8Dans La Démocratie, sa nature et sa valeur, Kelsen considère de son côté aussi l’indétermination comme une qualité démocratique, mais dans un sens plus limité, d’ordre épistémologique. Il s’agit pour lui de souligner que le régime démocratique est indissociable d’un certain relativisme en matière de convictions politiques et qu’il implique de se mettre à distance de toute prétention à posséder ou à réaliser une forme de vérité. L’indétermination est donc chez lui l’expression d’un scepticisme philosophique. La démocratie est dans cette perspective pour Kelsen le régime qui repousse l’absolu. Ce qui le conduit par exemple à refuser l’idée que pourrait vraiment être déterminée une « volonté générale ». Il conçoit de cette façon la démocratie comme une simple « méthode de création de l’ordre social » qui donne au suffrage de la majorité un pouvoir de direction qui ne saurait se confondre avec une quelconque prétention à incarner le bien et le juste.

9J’ai, quant à moi, défini différemment cette notion d’« indétermination démocratique ». Je l’ai située sur un autre plan que ces deux auteurs, plus fonctionnel. J’ai entendu par là renvoyer au fait que le sujet de la démocratie, son objet et ses procédures sont structurellement liés à des tensions, à des ambiguïtés, à des paradoxes, à des apories, à des asymétries, à des superpositions qui en rendent la définition et la conception problématiques ; qui sont aussi conséquemment la source de multiples formes de désenchantement. J’ai distingué cinq formes d’indétermination.

101) Les tensions structurantes. Elles sont formées par la poursuite simultanée d’objectifs divergents (la notion clef est celle de divergence). On peut en donner deux exemples. Dans le vote, deux qualités du représentant sont recherchées : la capacité et la proximité, qui dessinent deux idéaux-types.

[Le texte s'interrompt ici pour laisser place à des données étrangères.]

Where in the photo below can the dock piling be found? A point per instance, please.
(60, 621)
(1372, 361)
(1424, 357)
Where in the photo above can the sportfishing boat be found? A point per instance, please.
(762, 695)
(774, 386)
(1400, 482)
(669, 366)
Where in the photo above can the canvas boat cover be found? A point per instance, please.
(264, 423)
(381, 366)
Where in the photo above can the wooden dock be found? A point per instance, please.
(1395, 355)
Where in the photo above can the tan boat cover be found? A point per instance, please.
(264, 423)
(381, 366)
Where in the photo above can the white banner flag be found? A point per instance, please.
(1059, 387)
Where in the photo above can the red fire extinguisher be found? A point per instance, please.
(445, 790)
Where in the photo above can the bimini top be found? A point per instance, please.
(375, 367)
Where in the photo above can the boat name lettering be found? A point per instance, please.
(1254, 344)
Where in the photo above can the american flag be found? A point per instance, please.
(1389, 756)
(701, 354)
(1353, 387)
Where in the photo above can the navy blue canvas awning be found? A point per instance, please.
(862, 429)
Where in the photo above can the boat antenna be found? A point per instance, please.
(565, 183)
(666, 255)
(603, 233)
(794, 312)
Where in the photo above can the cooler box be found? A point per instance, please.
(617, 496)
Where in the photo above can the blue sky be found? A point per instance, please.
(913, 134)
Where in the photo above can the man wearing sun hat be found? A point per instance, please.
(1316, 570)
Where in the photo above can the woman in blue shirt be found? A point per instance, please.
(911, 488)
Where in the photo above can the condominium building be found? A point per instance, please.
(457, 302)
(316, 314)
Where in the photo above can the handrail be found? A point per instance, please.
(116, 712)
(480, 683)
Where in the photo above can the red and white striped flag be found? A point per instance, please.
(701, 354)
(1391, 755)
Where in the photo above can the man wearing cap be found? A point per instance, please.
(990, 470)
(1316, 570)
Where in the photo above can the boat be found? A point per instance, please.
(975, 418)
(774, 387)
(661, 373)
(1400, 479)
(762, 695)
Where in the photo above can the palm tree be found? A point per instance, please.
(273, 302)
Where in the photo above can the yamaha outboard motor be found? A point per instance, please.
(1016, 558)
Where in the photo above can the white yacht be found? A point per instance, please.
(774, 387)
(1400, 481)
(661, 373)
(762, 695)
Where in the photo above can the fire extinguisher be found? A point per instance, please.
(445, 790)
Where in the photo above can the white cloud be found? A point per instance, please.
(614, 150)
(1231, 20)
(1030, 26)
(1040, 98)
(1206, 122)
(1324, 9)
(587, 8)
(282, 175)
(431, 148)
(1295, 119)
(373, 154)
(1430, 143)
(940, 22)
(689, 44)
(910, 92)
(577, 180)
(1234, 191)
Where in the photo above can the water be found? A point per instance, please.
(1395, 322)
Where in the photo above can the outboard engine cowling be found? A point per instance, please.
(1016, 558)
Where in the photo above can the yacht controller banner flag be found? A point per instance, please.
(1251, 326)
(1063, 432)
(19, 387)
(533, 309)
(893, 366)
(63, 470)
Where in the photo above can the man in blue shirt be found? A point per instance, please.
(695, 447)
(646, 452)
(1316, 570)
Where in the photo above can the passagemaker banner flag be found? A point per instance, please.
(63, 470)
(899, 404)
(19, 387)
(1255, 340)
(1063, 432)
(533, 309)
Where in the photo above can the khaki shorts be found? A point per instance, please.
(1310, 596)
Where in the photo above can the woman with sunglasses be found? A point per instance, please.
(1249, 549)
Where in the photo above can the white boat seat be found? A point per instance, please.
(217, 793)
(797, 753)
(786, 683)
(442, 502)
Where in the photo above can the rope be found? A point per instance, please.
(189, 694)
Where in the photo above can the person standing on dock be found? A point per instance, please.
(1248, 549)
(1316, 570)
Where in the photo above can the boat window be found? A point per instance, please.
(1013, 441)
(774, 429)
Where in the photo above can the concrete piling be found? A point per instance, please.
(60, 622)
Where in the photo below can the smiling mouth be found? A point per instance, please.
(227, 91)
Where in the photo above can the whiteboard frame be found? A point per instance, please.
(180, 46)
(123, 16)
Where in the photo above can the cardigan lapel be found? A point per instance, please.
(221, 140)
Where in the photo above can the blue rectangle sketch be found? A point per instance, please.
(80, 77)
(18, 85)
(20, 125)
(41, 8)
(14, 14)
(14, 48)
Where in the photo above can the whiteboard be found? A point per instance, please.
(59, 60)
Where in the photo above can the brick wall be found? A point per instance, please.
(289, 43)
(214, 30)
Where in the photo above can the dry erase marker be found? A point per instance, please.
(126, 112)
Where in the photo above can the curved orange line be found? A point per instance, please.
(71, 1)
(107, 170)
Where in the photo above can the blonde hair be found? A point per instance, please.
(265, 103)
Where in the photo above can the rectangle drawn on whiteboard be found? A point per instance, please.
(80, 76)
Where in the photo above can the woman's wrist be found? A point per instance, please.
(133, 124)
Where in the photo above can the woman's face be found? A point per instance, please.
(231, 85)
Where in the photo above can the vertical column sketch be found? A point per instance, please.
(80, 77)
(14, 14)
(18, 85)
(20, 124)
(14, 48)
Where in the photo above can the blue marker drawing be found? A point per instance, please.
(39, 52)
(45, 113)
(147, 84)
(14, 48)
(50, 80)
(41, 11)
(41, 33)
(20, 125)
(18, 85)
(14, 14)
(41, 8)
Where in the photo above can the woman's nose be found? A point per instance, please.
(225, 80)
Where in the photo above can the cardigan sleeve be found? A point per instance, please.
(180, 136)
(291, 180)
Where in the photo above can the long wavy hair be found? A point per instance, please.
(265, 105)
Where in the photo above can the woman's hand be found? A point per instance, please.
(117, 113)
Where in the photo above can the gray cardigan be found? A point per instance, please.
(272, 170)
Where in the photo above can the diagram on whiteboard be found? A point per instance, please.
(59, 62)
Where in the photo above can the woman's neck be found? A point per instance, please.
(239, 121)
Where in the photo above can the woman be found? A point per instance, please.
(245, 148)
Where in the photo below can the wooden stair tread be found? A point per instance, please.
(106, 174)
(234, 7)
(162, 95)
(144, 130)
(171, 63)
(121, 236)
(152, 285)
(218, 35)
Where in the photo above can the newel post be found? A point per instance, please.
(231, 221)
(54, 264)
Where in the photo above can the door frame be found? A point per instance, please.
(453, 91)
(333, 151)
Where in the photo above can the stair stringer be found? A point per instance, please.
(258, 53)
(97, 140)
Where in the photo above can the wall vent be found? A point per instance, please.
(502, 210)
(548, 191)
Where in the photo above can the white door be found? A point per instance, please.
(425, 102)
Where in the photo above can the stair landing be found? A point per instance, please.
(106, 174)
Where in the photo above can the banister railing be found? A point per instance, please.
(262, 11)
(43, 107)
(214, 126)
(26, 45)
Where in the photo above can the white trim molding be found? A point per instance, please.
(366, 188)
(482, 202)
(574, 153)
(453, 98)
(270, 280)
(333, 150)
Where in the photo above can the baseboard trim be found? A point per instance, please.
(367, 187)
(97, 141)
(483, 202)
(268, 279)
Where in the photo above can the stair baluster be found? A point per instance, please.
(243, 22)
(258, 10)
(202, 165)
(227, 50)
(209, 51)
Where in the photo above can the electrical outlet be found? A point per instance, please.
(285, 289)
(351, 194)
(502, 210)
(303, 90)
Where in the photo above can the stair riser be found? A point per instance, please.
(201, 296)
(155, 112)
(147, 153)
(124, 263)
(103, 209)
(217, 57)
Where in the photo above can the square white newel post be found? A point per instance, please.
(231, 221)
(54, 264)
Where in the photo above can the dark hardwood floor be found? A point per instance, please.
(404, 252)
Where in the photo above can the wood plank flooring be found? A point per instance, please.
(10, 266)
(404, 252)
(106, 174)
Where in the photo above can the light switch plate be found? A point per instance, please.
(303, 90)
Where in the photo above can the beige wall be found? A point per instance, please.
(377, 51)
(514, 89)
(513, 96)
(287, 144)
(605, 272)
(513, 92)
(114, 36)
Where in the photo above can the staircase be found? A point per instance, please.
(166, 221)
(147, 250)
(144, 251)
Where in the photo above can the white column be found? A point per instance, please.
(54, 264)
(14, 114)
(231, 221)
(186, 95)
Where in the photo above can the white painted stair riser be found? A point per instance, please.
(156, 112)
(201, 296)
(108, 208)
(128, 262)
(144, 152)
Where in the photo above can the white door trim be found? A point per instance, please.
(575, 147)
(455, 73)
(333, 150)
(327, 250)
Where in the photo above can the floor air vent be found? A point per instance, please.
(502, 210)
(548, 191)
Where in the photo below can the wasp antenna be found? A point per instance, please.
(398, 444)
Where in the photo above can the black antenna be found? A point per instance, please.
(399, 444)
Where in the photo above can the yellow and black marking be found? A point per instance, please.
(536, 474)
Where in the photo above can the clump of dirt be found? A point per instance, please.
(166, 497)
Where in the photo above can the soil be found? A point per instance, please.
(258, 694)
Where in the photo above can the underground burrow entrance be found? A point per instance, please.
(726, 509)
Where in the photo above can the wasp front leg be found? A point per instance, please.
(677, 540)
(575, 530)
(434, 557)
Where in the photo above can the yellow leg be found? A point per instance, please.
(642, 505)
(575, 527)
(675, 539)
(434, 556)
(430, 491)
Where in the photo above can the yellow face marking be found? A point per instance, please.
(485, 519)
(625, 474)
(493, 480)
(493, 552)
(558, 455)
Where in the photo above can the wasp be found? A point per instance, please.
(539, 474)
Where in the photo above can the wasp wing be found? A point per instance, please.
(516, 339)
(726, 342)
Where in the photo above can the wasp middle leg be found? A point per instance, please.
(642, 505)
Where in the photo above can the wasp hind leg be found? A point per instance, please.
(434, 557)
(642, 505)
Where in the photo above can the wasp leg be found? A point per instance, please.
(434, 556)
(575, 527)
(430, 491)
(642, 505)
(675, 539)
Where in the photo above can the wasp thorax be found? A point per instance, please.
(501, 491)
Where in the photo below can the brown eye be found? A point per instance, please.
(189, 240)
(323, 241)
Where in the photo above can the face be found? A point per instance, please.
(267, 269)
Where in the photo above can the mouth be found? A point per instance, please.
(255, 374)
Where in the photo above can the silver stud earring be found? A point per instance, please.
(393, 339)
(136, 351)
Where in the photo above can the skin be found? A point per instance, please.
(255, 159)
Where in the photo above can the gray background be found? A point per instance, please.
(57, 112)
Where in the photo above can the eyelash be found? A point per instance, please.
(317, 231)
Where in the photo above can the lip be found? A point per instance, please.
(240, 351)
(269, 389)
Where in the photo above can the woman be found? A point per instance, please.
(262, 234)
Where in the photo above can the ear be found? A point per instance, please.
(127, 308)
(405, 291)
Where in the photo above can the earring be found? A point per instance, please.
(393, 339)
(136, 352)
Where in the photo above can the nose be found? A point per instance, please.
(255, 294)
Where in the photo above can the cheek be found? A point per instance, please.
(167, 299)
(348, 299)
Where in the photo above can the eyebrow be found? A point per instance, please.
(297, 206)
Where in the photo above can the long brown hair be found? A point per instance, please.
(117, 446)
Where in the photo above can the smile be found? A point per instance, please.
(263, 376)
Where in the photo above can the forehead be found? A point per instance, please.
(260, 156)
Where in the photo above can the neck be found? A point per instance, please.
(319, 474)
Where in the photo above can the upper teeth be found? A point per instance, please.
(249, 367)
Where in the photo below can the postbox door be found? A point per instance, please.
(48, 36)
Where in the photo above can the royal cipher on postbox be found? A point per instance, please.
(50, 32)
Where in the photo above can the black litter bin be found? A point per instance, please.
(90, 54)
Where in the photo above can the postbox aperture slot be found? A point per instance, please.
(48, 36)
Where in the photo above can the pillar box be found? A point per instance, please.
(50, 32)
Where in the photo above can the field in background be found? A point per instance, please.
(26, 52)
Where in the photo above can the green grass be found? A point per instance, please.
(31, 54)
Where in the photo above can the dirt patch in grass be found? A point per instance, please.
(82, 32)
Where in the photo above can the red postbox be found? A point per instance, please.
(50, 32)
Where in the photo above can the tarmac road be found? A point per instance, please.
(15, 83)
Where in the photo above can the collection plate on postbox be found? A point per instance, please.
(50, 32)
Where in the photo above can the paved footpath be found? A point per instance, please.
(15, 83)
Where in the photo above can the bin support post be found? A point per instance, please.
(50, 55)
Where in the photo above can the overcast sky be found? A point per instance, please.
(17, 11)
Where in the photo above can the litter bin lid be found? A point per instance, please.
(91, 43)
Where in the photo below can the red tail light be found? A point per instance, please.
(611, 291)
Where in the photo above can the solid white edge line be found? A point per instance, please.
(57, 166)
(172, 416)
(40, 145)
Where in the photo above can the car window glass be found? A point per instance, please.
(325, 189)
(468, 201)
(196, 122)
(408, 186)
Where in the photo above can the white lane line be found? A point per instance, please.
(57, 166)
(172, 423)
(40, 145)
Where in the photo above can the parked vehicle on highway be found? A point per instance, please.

La proximité renvoie à la catégorie de représentation-figuration : le représentant comme double valorisant, fidèle expression, voix du représenté. La capacité renvoie quant à elle à la représentation-délégation : le représentant comme homme de confiance, mandataire informé. Capacité et proximité : chacune de ces notions – renvoyant elles-mêmes aux principes de similarité et de distinction – se lie à une procédure différente de mise en œuvre. Si c’est le principe de similarité qui est visé, il s’agit de déterminer quelles sont les conditions pour choisir le quelconque. En revanche, si c’est le principe de distinction qui est visé, le problème est de savoir comment déterminer l’exceptionnel. La meilleure procédure pour déterminer le quelconque est le tirage au sort. Il s’impose comme alternative à l’élection dans tous les cas où le but est de choisir non pas l’éminence mais le caractère commun. S’il s’agit au contraire de faire une sélection, il faudrait à la limite avoir recours à un examen ou à un concours, ou encore au suffrage censitaire (le suffrage censitaire étant supposé induire l’expression des plus sages ou des plus raisonnables). L’élection est donc tendue entre le mécanisme du tirage au sort et celui du concours ou de l’examen. Ils correspondent à deux sens du gouvernement représentatif. Celui-ci peut être considéré comme un substitut technique à une impossible démocratie directe, ou bien comme une alternative à cette démocratie directe. Toute cette discussion sur le substitut ou l’alternative à la démocratie directe a été absolument centrale dans les révolutions américaine et française sans être jamais tranchée. La première forme d’indétermination tient donc à des tensions structurantes entre lesquelles il faut trouver une forme de compromis, mais qui sont internes à la démocratie.

11Le problème est que les deux qualités de capacité et de proximité sont souvent exclusives l’une de l’autre, difficiles à réunir dans le même représentant ; et qu’elles renvoient en outre souvent à la valorisation de deux moments politiques distincts : celui de la campagne électorale et celui de l’action gouvernementale. On peut aussi prendre comme autre exemple de tension structurante celui de l’opposition entre le nombre et la raison : la démocratie se veut à la fois pouvoir effectif du nombre, siège des passions, et poursuite d’une action rationnelle.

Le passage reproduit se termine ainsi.